What makes this case interesting is characterizing cheerleading as a “contact sport” under Wisconsin law. The relevant statutory language describes a contact sport as any recreational activity involving physical contact between persons in a sport involving teams. Well, there is at least one “team.” And they definitely come into contact with each other. But a contact sport? The lower court didn’t think so, citing that normal usage of the term meant opposing teams must come into contact with one another.
In this blogger’s cynical opinion, what motivated this reversal was not an appeal to clear statutory interpretation, but the same pragmatic considerations for immunizing participants that come into play for other sports.
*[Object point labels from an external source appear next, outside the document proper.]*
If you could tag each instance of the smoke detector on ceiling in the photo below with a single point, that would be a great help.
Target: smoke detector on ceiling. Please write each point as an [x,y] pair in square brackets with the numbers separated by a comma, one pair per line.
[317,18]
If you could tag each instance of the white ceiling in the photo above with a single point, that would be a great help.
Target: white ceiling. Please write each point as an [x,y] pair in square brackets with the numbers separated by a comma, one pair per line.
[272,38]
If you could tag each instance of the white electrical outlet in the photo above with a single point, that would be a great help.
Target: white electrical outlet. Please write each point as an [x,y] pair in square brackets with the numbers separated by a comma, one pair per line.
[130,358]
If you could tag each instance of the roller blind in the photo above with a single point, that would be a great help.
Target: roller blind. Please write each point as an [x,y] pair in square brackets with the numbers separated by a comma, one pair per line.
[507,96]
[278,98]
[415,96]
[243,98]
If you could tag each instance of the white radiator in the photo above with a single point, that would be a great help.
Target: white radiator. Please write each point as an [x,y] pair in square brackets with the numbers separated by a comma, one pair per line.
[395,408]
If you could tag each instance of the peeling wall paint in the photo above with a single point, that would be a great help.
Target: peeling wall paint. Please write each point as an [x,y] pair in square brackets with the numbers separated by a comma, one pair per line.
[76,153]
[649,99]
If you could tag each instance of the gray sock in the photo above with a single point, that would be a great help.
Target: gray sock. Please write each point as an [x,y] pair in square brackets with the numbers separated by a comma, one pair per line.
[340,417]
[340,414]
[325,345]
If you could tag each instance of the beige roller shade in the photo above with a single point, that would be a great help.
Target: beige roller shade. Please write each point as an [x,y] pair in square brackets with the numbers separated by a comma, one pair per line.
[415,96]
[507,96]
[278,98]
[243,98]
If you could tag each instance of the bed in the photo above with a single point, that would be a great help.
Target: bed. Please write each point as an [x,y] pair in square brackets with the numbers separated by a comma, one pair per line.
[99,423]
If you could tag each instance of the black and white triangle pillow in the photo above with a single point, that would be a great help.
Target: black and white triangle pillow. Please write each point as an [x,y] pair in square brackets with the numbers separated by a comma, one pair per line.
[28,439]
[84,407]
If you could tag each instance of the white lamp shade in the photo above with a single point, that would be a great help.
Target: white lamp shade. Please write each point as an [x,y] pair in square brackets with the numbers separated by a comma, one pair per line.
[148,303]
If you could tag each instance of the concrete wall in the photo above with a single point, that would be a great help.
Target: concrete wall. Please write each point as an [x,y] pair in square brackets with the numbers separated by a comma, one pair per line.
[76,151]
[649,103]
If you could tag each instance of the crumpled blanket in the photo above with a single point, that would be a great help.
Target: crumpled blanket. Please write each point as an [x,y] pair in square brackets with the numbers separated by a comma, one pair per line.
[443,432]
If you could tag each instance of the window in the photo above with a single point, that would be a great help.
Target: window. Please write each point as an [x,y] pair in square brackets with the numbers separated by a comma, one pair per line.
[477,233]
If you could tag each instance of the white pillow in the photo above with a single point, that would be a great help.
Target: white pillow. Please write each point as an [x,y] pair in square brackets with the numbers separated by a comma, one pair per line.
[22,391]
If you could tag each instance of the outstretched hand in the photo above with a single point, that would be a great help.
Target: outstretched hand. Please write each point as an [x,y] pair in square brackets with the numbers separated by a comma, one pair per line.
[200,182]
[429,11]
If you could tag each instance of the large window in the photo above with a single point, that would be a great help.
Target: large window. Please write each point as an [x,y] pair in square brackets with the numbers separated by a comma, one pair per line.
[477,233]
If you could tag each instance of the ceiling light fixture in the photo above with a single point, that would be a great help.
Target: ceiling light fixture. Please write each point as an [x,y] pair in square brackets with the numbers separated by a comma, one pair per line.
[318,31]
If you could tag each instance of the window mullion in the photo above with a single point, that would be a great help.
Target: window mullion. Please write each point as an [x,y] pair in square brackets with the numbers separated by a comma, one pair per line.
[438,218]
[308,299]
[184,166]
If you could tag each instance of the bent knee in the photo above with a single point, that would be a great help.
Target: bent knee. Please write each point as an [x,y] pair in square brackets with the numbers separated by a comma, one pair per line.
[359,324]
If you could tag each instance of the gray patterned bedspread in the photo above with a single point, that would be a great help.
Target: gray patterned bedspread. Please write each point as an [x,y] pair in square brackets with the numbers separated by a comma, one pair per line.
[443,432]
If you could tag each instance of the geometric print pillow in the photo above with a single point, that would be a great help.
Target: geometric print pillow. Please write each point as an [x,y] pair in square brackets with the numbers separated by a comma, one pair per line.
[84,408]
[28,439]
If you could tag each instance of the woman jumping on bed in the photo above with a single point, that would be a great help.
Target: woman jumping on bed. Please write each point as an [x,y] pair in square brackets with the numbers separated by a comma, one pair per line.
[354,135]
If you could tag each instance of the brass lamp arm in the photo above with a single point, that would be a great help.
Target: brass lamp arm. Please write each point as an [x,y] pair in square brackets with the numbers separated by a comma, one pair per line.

In other words: policy. Almost 1/3rd of all catastrophic injuries to high school female athletes in the United States occur during cheerleading. Even though it may not be the biggest draw on ESPN, cheerleading is a popular activity. (Or sport, or whatever you want to call it). Ensuring that cheerleading has an affordable future free of multi-million dollar insurance contracts for participants is certainly an important consideration.
Although a case about cheerleading may not jump out as the most obvious foil for a debate on judicial decision making, this case has all the elements. A statutory interpretation that could go either way, along with policy considerations that are not clear in the statute but undoubtedly under consideration by the judges. Interestingly however, both a textualist and a pragmatist can find common ground with this decision. The law was written ambiguously enough that cheerleading could plausibly be considered a “contact sport” under the law of Wisconsin. And, important policy considerations for ensuring the continued survival of cheerleading are recognized and supported, even though they are not clearly spelled out in the law.
Perhaps we all therefore have something to cheer about?